Nos parecía ridículo ver en el Nodo una y otra vez a Franco y señora inaugurando un pantano o un buque, una carretera o un hogar de ancianos, respectivamente. Y hace unos días ilustres políticos hicieron lo propio con un dispensador de gel. O, qué decir del inefable presidente y su visita oficial a la capital del Estado donde reside su gobierno, rodeado de banderitas como si estuviéramos en feria y fiestas. El protocolo es tan real como bochornosos son sus gestos. Y ¿esta caterva nos dirige durante la tempestad?
Será cierto que los que no saben por dónde ir, muestran el camino a los demás. Pero, no toda la responsabilidad ha de recaer en nuestra clase dirigente. Por ejemplo, ahora que la pandemia se ha llevado por delante bodas, bautizos y comuniones, el ciudadano de a pie haría bien en pararse a pensar sobre los límites de las celebraciones multitudinarias, desbordadas hasta el absurdo en las últimas décadas. Es posible que ahí radique el sentido de esas fiestas, en el negocio útil de lo volátil. Después de la pandemia, ¿seguiremos celebrando pretenciosamente esa inutilidad?

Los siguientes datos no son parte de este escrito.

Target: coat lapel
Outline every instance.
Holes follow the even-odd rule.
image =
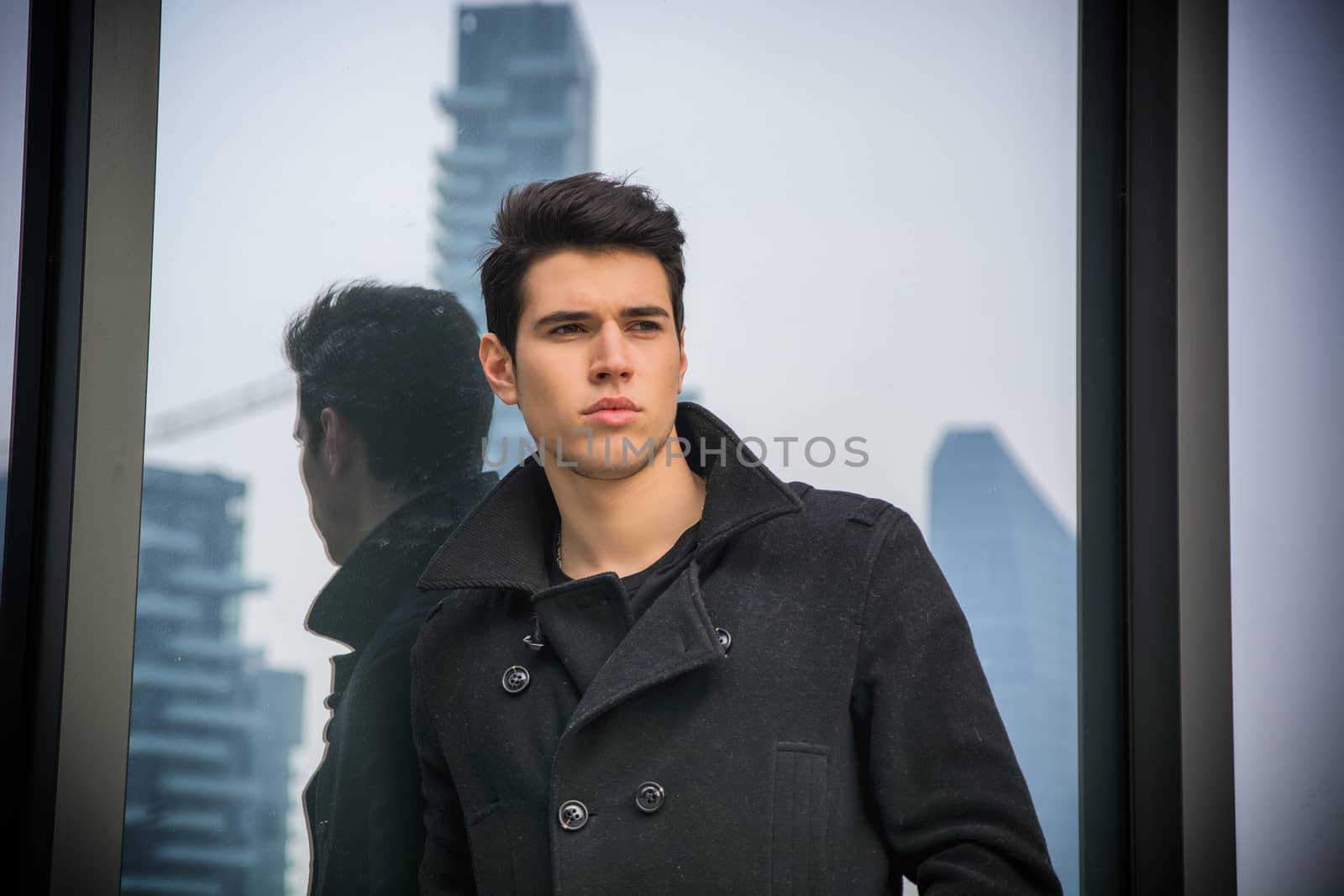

Son innumerables las paradojas que afloran en la nueva normalidad, con clases semipresenciales y terrazas llenas, vagones repletos y parques clausurados, deportistas sin mascarillas entre paseantes con quirúrgicas… Nada más lejos de la rutina, lo cotidiano es ahora sinónimo de expectación, contradicción y desconfianza, y muy pronto lo será de conflicto e incluso de revolución, que en política --como decía Bierce-- es un cambio brusco en la forma de desgobierno. Quizás sea ese la señal que avisa, como canta Manu Chao en Infinita tristeza, de que “los tiranos vienen hacia acá. No estamos listos para ello. Tendremos que hacer algo”, para que la próxima estación sea "Esperanza. Avenida de la Paz”, aunque la voz enlatada insiste que se llama Tragedia.